The CRA requires the FDIC to assess how well its insured institutions are meeting the credit needs of their local communities. Evaluations vary depending on institution size and type. Large banks undergo a three-part lending, service and investment test; wholesale and limited purpose banks are evaluated under a community development test; and small institutions have streamlined procedures with an emphasis on lending. All institutions, no matter their size or business strategy, may take advantage of the strategic plan option, which allows an institution to develop with a plan for meeting its CRA responsibilities, subject to approval by its supervisory agency.
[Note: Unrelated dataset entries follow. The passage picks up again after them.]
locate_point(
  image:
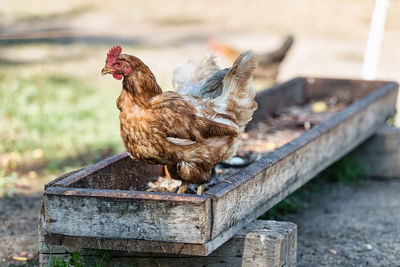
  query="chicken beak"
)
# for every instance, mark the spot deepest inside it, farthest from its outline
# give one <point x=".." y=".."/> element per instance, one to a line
<point x="106" y="70"/>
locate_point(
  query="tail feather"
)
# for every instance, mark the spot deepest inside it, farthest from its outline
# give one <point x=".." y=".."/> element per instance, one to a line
<point x="238" y="93"/>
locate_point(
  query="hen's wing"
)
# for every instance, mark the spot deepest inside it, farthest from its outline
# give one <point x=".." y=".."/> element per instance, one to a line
<point x="203" y="78"/>
<point x="185" y="120"/>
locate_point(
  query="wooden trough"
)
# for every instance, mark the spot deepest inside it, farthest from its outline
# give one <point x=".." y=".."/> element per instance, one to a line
<point x="94" y="208"/>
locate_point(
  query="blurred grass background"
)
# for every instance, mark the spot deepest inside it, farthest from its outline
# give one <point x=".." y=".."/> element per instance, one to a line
<point x="57" y="113"/>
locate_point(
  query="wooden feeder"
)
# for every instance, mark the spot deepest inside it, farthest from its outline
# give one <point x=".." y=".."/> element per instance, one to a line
<point x="94" y="208"/>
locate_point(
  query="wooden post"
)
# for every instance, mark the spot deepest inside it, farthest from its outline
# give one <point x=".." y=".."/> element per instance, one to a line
<point x="260" y="243"/>
<point x="381" y="153"/>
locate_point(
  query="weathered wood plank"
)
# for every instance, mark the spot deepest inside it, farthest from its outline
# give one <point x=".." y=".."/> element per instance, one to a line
<point x="261" y="243"/>
<point x="210" y="221"/>
<point x="127" y="215"/>
<point x="261" y="185"/>
<point x="277" y="98"/>
<point x="116" y="172"/>
<point x="381" y="153"/>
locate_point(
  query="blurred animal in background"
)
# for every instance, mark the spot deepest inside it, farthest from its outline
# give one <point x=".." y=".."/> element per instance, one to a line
<point x="190" y="133"/>
<point x="269" y="62"/>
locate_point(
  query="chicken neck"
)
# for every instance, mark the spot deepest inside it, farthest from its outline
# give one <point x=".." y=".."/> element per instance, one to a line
<point x="138" y="87"/>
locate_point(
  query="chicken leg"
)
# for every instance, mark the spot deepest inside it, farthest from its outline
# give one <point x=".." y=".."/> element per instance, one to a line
<point x="182" y="189"/>
<point x="200" y="189"/>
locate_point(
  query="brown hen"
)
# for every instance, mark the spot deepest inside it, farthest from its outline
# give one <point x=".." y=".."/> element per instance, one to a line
<point x="185" y="132"/>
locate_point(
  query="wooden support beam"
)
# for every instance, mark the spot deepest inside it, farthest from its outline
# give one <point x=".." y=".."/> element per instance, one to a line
<point x="381" y="153"/>
<point x="260" y="243"/>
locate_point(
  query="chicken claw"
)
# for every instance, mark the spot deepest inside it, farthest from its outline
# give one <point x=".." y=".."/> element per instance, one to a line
<point x="182" y="189"/>
<point x="200" y="189"/>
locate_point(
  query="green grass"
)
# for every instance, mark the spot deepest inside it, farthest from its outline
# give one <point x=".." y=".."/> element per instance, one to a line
<point x="53" y="123"/>
<point x="78" y="259"/>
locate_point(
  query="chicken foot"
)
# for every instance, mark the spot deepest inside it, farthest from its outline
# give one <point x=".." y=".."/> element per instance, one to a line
<point x="182" y="189"/>
<point x="200" y="189"/>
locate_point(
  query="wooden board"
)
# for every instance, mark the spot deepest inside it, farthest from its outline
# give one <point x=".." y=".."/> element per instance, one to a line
<point x="261" y="243"/>
<point x="264" y="183"/>
<point x="109" y="214"/>
<point x="85" y="208"/>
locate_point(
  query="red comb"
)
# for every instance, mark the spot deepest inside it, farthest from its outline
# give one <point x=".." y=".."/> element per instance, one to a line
<point x="113" y="53"/>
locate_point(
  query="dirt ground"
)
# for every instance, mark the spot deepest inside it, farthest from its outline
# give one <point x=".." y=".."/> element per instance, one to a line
<point x="351" y="225"/>
<point x="342" y="225"/>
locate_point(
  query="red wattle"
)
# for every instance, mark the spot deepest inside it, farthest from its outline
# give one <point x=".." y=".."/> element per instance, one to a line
<point x="117" y="76"/>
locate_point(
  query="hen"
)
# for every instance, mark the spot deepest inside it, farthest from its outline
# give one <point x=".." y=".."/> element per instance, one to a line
<point x="185" y="132"/>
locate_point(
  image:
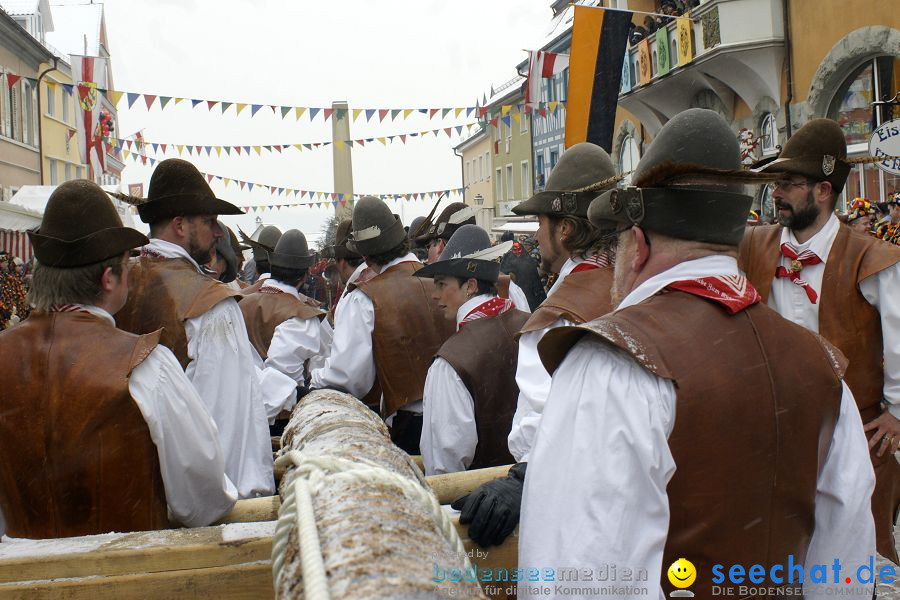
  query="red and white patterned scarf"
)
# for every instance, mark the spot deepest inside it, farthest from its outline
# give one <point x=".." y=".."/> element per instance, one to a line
<point x="596" y="261"/>
<point x="491" y="308"/>
<point x="733" y="292"/>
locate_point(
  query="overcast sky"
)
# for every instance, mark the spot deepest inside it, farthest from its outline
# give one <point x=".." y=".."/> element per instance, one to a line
<point x="374" y="54"/>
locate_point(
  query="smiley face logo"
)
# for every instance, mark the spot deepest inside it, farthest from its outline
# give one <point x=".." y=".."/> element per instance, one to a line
<point x="682" y="573"/>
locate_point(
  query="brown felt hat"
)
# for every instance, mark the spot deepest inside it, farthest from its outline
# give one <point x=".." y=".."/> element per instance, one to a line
<point x="584" y="165"/>
<point x="81" y="227"/>
<point x="177" y="188"/>
<point x="339" y="249"/>
<point x="689" y="184"/>
<point x="453" y="217"/>
<point x="818" y="151"/>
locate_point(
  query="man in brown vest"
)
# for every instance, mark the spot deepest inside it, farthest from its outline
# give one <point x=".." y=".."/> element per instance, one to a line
<point x="101" y="430"/>
<point x="387" y="328"/>
<point x="283" y="327"/>
<point x="658" y="441"/>
<point x="470" y="390"/>
<point x="200" y="318"/>
<point x="818" y="273"/>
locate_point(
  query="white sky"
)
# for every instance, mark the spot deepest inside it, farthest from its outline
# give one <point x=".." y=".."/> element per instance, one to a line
<point x="374" y="54"/>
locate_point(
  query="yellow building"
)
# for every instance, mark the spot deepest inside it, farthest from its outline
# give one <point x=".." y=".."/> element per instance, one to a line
<point x="62" y="161"/>
<point x="768" y="67"/>
<point x="475" y="153"/>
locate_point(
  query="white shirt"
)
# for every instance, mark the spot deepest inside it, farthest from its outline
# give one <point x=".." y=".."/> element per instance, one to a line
<point x="533" y="380"/>
<point x="294" y="341"/>
<point x="449" y="436"/>
<point x="879" y="290"/>
<point x="351" y="366"/>
<point x="187" y="441"/>
<point x="578" y="511"/>
<point x="223" y="372"/>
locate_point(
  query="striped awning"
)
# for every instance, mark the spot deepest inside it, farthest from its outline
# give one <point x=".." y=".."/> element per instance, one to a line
<point x="16" y="243"/>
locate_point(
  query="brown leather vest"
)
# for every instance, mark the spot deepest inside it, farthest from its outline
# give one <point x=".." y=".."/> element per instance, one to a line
<point x="264" y="311"/>
<point x="76" y="457"/>
<point x="581" y="297"/>
<point x="849" y="322"/>
<point x="409" y="330"/>
<point x="164" y="293"/>
<point x="484" y="354"/>
<point x="747" y="446"/>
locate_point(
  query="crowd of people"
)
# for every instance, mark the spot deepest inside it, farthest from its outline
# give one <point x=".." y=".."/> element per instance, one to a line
<point x="776" y="345"/>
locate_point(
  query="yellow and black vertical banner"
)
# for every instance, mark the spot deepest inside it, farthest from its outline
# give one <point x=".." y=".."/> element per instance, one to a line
<point x="599" y="41"/>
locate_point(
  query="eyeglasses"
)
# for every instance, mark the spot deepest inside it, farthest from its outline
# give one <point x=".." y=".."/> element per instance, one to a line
<point x="785" y="185"/>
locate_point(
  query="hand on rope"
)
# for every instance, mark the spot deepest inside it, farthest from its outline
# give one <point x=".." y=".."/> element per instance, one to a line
<point x="493" y="508"/>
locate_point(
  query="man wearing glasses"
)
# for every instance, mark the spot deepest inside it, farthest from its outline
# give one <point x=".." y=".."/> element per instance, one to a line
<point x="839" y="283"/>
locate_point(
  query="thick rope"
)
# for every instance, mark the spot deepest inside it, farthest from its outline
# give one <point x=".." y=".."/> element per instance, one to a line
<point x="305" y="480"/>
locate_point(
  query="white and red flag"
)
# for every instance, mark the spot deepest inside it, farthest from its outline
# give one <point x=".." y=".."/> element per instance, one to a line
<point x="89" y="73"/>
<point x="542" y="65"/>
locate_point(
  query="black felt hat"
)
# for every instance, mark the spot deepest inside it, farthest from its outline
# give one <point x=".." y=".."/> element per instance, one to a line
<point x="177" y="188"/>
<point x="81" y="227"/>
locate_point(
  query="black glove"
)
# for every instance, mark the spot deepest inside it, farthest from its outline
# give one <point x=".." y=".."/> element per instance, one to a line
<point x="493" y="508"/>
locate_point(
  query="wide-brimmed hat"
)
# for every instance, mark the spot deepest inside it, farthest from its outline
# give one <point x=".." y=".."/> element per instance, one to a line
<point x="818" y="151"/>
<point x="689" y="184"/>
<point x="177" y="188"/>
<point x="338" y="249"/>
<point x="583" y="172"/>
<point x="468" y="254"/>
<point x="453" y="217"/>
<point x="81" y="227"/>
<point x="375" y="228"/>
<point x="292" y="251"/>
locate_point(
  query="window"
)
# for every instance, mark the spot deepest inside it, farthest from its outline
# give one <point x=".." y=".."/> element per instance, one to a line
<point x="629" y="155"/>
<point x="51" y="99"/>
<point x="768" y="134"/>
<point x="526" y="178"/>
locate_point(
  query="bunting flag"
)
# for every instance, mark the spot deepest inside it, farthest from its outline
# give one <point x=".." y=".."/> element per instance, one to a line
<point x="90" y="72"/>
<point x="599" y="39"/>
<point x="542" y="65"/>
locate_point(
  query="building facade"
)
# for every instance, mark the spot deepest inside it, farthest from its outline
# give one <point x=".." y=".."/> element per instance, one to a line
<point x="21" y="56"/>
<point x="475" y="155"/>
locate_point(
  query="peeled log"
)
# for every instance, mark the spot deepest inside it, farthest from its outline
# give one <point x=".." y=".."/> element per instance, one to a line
<point x="376" y="540"/>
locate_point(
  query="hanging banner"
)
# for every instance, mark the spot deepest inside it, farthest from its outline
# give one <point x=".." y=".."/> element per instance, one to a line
<point x="685" y="50"/>
<point x="90" y="73"/>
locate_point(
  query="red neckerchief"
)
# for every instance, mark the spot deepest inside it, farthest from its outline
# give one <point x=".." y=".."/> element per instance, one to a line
<point x="490" y="308"/>
<point x="733" y="292"/>
<point x="597" y="261"/>
<point x="798" y="261"/>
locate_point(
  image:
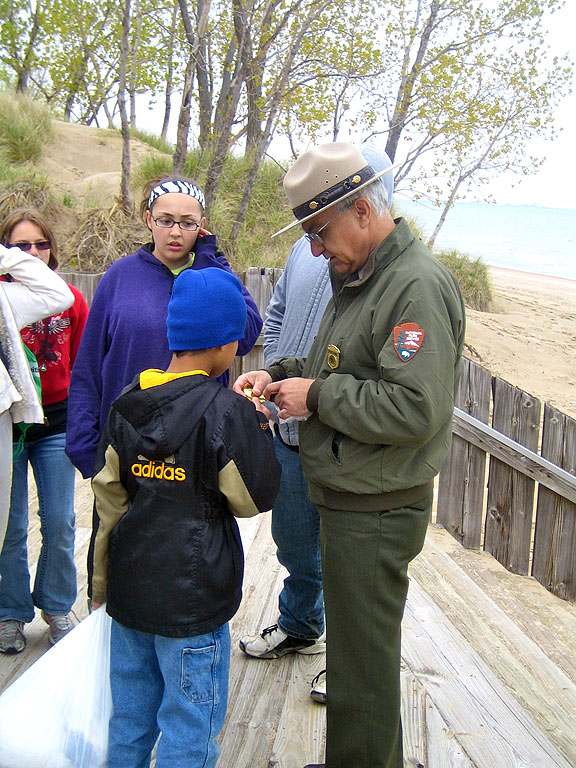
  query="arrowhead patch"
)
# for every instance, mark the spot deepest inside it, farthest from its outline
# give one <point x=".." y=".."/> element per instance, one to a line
<point x="408" y="339"/>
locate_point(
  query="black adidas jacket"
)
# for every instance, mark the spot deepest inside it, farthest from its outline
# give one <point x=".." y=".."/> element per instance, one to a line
<point x="174" y="464"/>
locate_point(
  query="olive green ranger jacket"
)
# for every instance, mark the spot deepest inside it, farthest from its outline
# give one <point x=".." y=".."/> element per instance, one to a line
<point x="386" y="364"/>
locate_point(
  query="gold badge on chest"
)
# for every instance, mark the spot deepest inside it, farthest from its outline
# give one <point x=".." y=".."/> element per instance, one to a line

The FDIC publishes its CRA examination schedule 30 days before the beginning of each quarter pursuant to revised CRA regulations published in 1995. The examination schedule reflects the effects of an institution’s size and CRA rating on examination frequency. Absent reasonable cause, an institution with $250 million or less in assets and a CRA rating of “Satisfactory” can be subject to a CRA examination once every 48 months. Absent reasonable cause, an institution with $250 million or less in assets and a CRA rating of “Outstanding” can be subject to a CRA examination once every 60 months.
The federal banking agencies use a uniform, four-tiered rating system to assess CRA performance, and since 1990, they have been required to make each institution’s CRA rating and evaluation available to the public.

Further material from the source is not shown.